Wastewater
ozonation forms various toxic byproducts, such as aldehydes,
bromate, and organic bromine. However, there is currently no clear
understanding of the overall toxicity changes in ozonated wastewater
because pretreatment with solid phase extraction cannot retain inorganic
bromate and volatile aldehydes, yet contributions of known ozonation
byproducts to toxicity are unknown. Moreover, compared with bromate,
organic bromine did not receive widespread attention. This study evaluated
the toxicity of ozonated wastewater by taking aldehydes, bromate,
and organic bromine into consideration. In the absence of bromide,
formaldehyde contributed 96–97% cytotoxicity and 92–95%
genotoxicity to HepG2 cells among the detected known byproducts, while
acetaldehyde, propionaldehyde, and glyoxal had little toxicity. Both
formaldehyde and dibromoacetonitrile drove toxicity among the known
byproducts when bromide was present. Toxicity assays in HepG2 cells
showed that when secondary effluents contained no bromide, the cytotoxicity
of the nonvolatile organic fraction (NVOF) was reduced by 56–70%,
and genotoxicity was completely removed after ozonation.

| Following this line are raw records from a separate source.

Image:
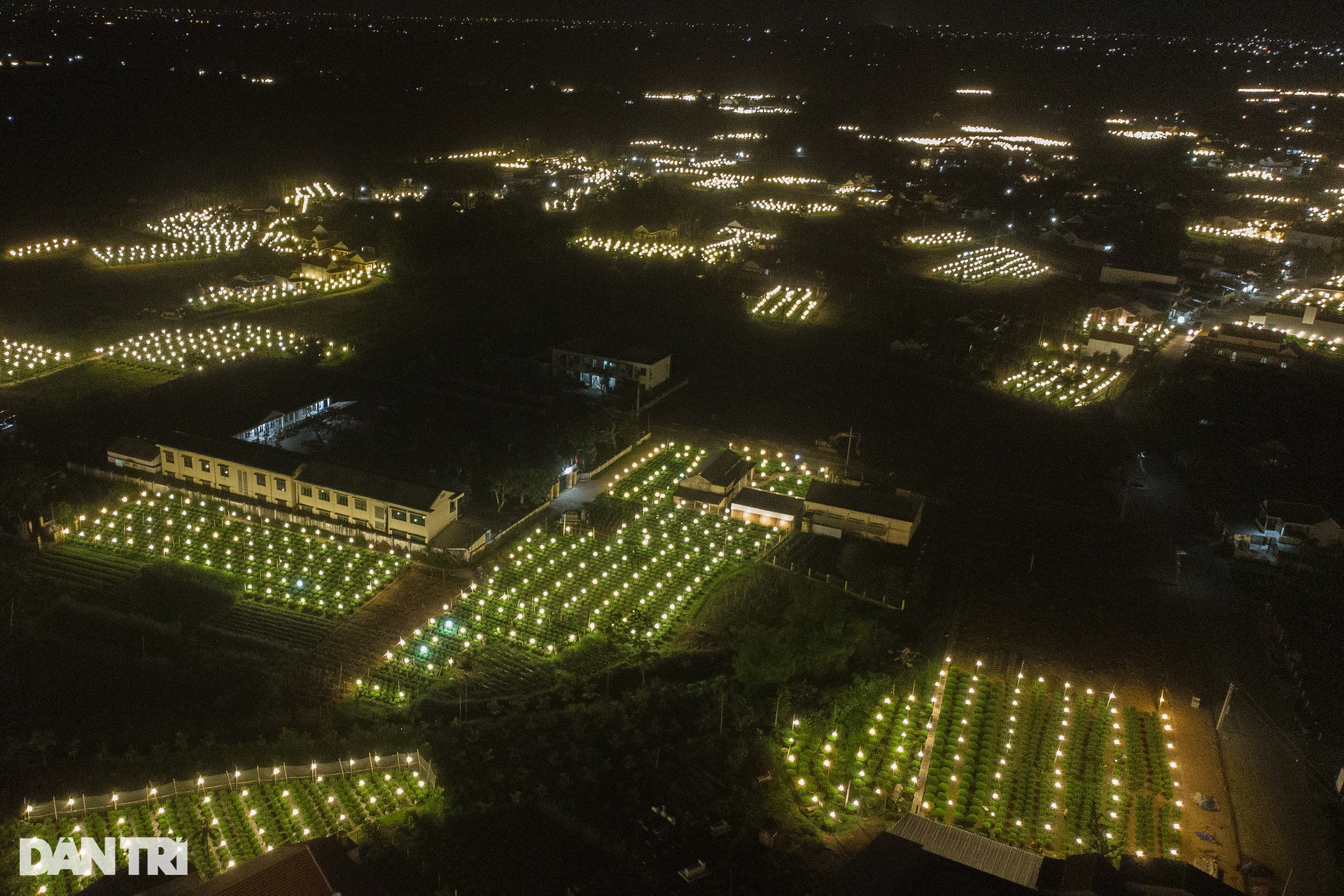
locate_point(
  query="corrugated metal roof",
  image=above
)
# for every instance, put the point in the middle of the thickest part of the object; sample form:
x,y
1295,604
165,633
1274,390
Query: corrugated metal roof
x,y
971,849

However,
the formed aldehydes (volatile organic fraction, VOF) led to increased
overall toxicity. In the presence of bromide, compared with the secondary
effluent, ozonation increased the cytotoxicity of the NVOFBr from 3.4–4.0 mg phenol/L to 10.3–13.9 mg phenol/L,
possibly due to the formation of organic bromine. In addition, considering
the toxicity of VOFBr (VOF in the presence of bromide,
including aldehydes, tribromomethane, etc.), the overall cytotoxicity
and genotoxicity became much higher than those of the secondary effluent.
Although bromate had a limited impact on cytotoxicity and genotoxicity,
it caused an increase in oxidative stress in HepG2 cells. Therefore,
when taking full account of nonvolatile, volatile, and inorganic fractions,
ozonation generally increases the toxicity of wastewater.